Portanto, com base na legislação então vigente (anterior à Constituição de 1988), conclui-se que, nos casos de aposentadoria por velhice de trabalhador rural, só faria jus à ao benefício se o requerente fosse chefe ou arrimo de família.
No entanto, resta mantida a exigência para concessão de aposentadoria por rural por idade que o instituidor ou instituidora do benefício fosse chefe ou arrimo de família. Não há discriminação nesse ponto, pois o requisito era exigido para os dois sexos, não sendo considerados segurados todos os componentes do grupo familiar, como hoje ocorre.
Estampa a jurisprudência desta Corte:
EMENTA: PREVIDENCIÁRIO. TRABALHADORA RURAL COMO BOIA-FRIA. APOSENTADORIA POR VELHICE. REGRAMENTO ANTERIOR. LEI COMPLEMENTAR N.º 11/71. QUALIDADE DE SEGURADA ESPECIAL NÃO COMPROVADA. APOSENTADORIA RURAL POR IDADE. 1. A concessão de aposentadoria por velhice a trabalhador rural, nos moldes da LC n.º 11/71, ordenamento que precedeu a Lei n.º 8.213/91, exige a comprovação de que, durante a sua vigência, a parte autora trabalhava individualmente, sem família e sem dependentes (art. 3º, § 1º, alínea "b") ou detinha a condição de chefe ou arrimo de família (art. 4º, § único). Já a concessão de aposentadoria rural por idade, nos termos da Lei n.º 8.213/91, somente é possível quando demonstrada a efetiva prática campesina no período imediatamente anterior à data de implemento do requisito etário, do requerimento administrativo ou do ajuizamento do feito. 2. Não restando comprovado nos autos o exercício da atividade laborativa rural no período de carência, não faz jus a parte autora à aposentadoria por idade rural. (TRF4, AC 0000179-96.2016.404.9999, SEXTA TURMA, Relator JOÃO BATISTA PINTO SILVEIRA, D.E. 15/04/2016) (grifei)
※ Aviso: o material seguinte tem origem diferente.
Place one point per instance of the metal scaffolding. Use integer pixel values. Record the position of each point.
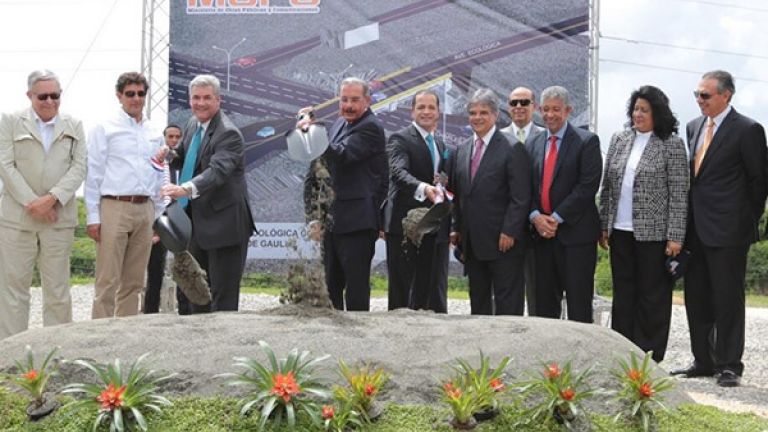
(594, 61)
(155, 47)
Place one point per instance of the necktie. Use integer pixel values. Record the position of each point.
(431, 146)
(476, 158)
(189, 162)
(704, 146)
(521, 135)
(549, 172)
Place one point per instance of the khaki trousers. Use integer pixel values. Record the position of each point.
(19, 250)
(122, 255)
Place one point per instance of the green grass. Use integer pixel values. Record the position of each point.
(220, 414)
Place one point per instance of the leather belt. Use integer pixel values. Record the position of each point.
(135, 199)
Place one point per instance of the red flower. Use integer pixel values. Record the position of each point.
(567, 394)
(285, 386)
(552, 371)
(111, 398)
(327, 412)
(635, 375)
(645, 390)
(496, 384)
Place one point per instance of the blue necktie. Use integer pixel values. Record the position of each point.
(189, 162)
(431, 146)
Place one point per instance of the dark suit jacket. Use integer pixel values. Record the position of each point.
(574, 186)
(220, 214)
(357, 160)
(410, 164)
(727, 198)
(496, 201)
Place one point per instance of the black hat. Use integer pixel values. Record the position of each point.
(431, 221)
(174, 228)
(676, 266)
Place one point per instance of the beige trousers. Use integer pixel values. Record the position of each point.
(122, 255)
(19, 250)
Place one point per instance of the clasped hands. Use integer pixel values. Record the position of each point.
(505, 242)
(546, 225)
(43, 209)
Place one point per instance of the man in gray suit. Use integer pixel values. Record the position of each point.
(212, 189)
(491, 180)
(521, 105)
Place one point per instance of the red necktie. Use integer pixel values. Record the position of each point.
(549, 172)
(476, 158)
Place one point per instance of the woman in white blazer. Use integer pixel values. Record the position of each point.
(643, 209)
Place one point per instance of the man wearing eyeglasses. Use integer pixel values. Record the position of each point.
(42, 164)
(521, 106)
(727, 196)
(122, 199)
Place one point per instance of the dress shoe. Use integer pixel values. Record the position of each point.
(692, 371)
(728, 379)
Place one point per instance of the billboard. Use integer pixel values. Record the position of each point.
(274, 57)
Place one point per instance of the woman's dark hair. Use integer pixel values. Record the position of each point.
(664, 122)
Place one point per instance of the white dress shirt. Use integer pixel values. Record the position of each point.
(419, 195)
(624, 210)
(119, 154)
(46, 130)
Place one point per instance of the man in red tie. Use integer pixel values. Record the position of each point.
(491, 180)
(566, 175)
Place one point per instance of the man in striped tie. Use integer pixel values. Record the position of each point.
(567, 166)
(213, 191)
(491, 181)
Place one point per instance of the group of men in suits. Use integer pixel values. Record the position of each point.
(126, 191)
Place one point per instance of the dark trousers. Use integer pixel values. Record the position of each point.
(155, 273)
(642, 292)
(348, 268)
(565, 269)
(714, 304)
(530, 279)
(224, 267)
(496, 287)
(418, 278)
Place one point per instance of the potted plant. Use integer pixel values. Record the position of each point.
(281, 389)
(122, 399)
(34, 380)
(363, 386)
(639, 392)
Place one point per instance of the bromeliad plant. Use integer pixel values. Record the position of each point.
(281, 389)
(460, 396)
(122, 399)
(639, 391)
(34, 379)
(363, 385)
(561, 392)
(486, 383)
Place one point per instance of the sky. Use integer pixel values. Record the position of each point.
(666, 43)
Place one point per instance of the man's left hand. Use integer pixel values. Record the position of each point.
(40, 208)
(173, 191)
(506, 242)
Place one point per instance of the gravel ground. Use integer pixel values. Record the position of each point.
(751, 396)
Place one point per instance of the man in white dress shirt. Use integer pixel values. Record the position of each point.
(42, 163)
(122, 199)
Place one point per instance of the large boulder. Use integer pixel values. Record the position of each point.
(417, 348)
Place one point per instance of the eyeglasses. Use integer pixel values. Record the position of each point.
(131, 93)
(44, 96)
(522, 102)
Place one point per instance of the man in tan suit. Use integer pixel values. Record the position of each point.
(42, 164)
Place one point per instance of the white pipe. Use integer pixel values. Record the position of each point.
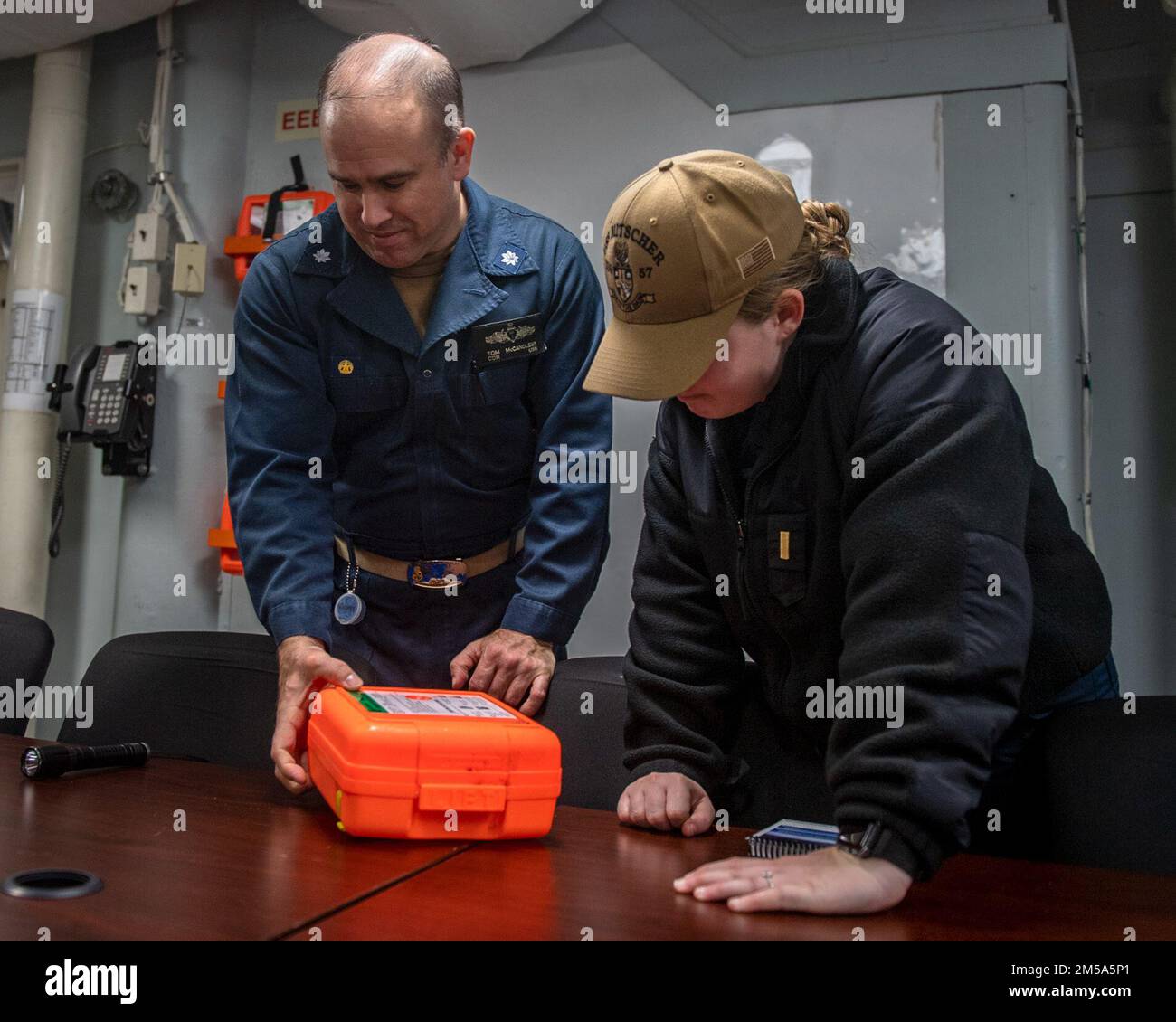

EMENTA: DIREITO PREVIDENCIÁRIO. APOSENTADORIA RURAL POR IDADE. CARÊNCIA NÃO CUMPRIDA. REGIME DE ECONOMIA FAMILIAR. IMPOSSIBILIDADE. SEGURADA NÃO CONFIGURADA COMO CHEFE OU ARRIMO DE FAMÍLIA. 1. A aposentadoria do trabalhador rural por idade, no regime anterior à lei 8.213/91 é devida ao homem e, excepcionalmente à mulher, quando na condição de chefe ou arrimo de família (art. 297 do Decreto 83.080/79). 2. Se não há prova nos autos de que a segurada era chefe ou arrimo de família, não há direito à aposentadoria rural por idade, uma vez que abandonou as lidas rurais quando do óbito do marido, e em período anterior ao preenchimento do quesito etário. Comprovado labor somente em período anterior à Lei 8.231/91. (TRF4, AC 0018286-28.2015.404.9999, QUINTA TURMA, Relatora TAÍS SCHILLING FERRAZ, D.E. 14/04/2016) (grifei)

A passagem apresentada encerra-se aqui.